If the table has many entries, it will be paginated. You can find the controls for pagination in the menu bar above the grid.

Parallel Coordinates

The parallel coordinates plot is a visualization technique to explore high dimensional data. Instead of drawing the axes orthogonally like in a 2D scatter plot, they are drawn in a parallel fashion. One row / data point corresponds to a polyline through all the axes. DDS currently supports two interactions with the parallel coordinates plot: Axis reordering and filtering. DDS offers parallel coordinates for all tabular data.

Axis Manipulations

To reorder the axes, drag one axis on its label to a different position. This can be helpful to detect patterns like correlations or clusters in the data.

To change the ordering of the values on the axis, double click on the axis label.

To hide / show the ticks labels, press the hide ticks button in the top right corner.

Filtering

You can filter the values by selecting a range in one of the dimensions. Just click and span a filter region on an axis. DDS supports filters on multiple dimensions simultaneously. To change the filter just move it around or change its size. To delete a filter, just click on a different part of the axis that is not in range of the filter.

Color Coding

You can dynamically color the polylines in the parallel coordinates plot based on one dimension. To select the dimension to use for color coding, just click on the small grey circle above the axis. If the attribute is numerical, a linear scale from orange to red will be used. Otherwise, a multi-color scale will be used that does not imply any ordering.

Scatter Plots

When visualizing data in a scatter plot, you can choose whether to apply some random noise (jitter) on non-numerical axes. Toggle jitter by clicking on the enable jitter / disable jitter button in the top right corner.

Graph Drawing

When displaying a graph in DDS, you can choose to hide / show edge and vertex labels. Toggle the visibility of them using the navigations buttons in the top right corner. Additionally, you can choose between drawing directed and undirected edges.

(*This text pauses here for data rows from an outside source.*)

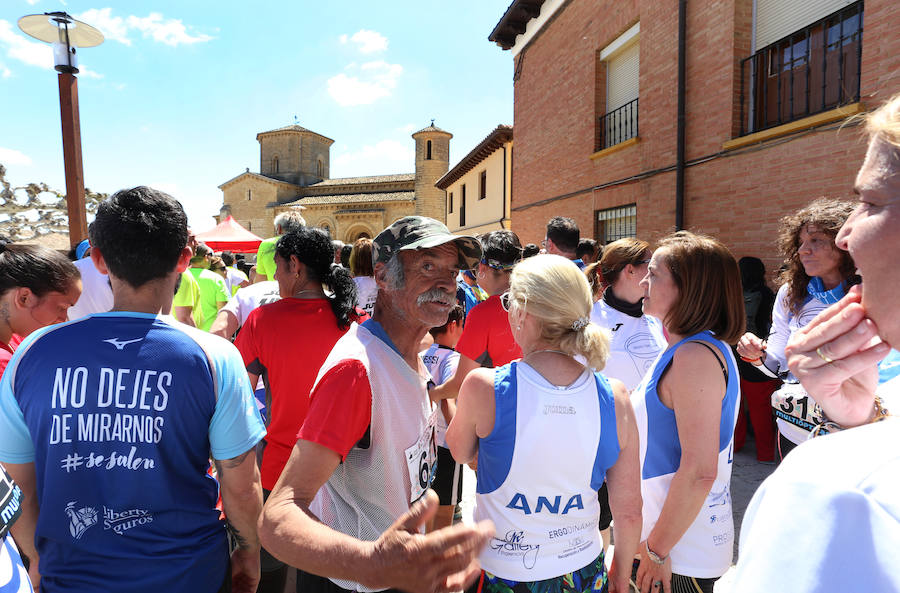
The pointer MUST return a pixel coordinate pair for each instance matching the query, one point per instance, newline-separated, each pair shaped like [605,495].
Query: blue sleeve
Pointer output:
[236,425]
[15,438]
[448,366]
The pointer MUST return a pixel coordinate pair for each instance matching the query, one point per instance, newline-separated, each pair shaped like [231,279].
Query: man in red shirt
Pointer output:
[344,506]
[487,339]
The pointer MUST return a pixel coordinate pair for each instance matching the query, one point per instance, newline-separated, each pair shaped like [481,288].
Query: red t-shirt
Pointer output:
[343,392]
[6,351]
[487,338]
[286,342]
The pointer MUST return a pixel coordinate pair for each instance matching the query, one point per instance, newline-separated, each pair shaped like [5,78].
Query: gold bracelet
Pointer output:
[825,426]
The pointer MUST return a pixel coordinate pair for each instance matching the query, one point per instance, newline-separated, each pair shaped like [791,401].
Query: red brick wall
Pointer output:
[738,197]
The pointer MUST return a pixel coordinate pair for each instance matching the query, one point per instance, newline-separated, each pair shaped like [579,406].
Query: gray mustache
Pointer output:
[436,295]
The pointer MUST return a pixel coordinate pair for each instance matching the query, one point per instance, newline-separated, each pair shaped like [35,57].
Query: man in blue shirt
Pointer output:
[107,423]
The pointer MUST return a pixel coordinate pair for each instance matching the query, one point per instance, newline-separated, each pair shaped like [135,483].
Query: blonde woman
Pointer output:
[547,431]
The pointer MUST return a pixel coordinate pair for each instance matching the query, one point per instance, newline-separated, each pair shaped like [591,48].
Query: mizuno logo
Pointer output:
[120,344]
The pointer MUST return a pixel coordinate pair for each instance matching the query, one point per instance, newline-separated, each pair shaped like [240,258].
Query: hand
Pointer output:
[440,562]
[245,570]
[751,347]
[650,573]
[843,335]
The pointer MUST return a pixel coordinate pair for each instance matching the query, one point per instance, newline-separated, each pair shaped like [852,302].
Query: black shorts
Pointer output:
[448,478]
[605,512]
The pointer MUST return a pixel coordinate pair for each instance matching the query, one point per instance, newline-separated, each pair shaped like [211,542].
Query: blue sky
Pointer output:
[176,94]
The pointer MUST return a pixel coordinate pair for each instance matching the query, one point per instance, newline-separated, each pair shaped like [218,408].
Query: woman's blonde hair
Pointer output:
[553,290]
[884,122]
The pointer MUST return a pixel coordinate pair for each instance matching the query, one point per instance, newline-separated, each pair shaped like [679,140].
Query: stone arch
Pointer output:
[326,222]
[357,230]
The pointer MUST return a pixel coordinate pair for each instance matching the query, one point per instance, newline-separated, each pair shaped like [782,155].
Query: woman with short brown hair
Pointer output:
[817,274]
[686,409]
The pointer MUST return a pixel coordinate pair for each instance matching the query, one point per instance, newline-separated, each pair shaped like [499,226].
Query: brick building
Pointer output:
[596,111]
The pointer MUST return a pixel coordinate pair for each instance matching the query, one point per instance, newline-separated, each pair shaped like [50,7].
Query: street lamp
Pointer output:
[65,34]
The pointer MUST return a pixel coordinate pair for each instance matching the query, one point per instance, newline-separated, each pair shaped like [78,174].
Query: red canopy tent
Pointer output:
[228,235]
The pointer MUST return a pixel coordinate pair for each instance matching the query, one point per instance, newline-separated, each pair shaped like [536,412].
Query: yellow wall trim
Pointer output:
[795,126]
[615,148]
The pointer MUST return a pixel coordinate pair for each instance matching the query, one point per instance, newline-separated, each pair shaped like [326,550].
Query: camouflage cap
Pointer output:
[420,232]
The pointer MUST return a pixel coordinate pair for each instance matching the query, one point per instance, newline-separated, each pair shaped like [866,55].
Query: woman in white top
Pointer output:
[686,409]
[828,519]
[817,275]
[637,338]
[363,274]
[547,432]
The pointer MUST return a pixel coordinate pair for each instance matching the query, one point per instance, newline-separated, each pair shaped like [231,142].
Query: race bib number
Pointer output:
[792,404]
[421,459]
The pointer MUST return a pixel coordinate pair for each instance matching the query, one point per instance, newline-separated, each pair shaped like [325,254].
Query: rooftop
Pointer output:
[513,22]
[349,199]
[370,179]
[499,136]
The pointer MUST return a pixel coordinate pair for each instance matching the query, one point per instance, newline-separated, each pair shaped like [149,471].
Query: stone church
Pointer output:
[294,174]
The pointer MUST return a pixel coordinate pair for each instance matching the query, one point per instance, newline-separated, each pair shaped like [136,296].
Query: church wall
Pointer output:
[247,199]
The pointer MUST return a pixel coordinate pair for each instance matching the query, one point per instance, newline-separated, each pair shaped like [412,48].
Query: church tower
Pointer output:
[294,154]
[432,162]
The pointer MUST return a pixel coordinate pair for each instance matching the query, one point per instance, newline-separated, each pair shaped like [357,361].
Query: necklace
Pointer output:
[547,350]
[297,294]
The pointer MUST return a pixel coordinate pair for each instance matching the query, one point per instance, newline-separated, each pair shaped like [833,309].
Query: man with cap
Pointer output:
[352,500]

In order to interact with the layout, you can drag and drop vertices to change their position.

Heat Maps

When visualizing matrices as heat maps, it sometimes makes sense to try different color scales. As of today, DDS offers one two-color scale and one three-color scale. You can select the corresponding scale by clicking the colored buttons in the header menu.

It is also possible to customize the range of the color scale (min, max). For example, it makes sense to use a three color scale and (-1, 1) range when looking at a correlation matrix. Specify min and max values using the two input fields labeled "z", residing in the header menu.

Logging

DDS currently uses the Apache log4j logger which is also used by Spark. So you can configure the logging in the same way you configure logging in Spark. The logger is called DDS.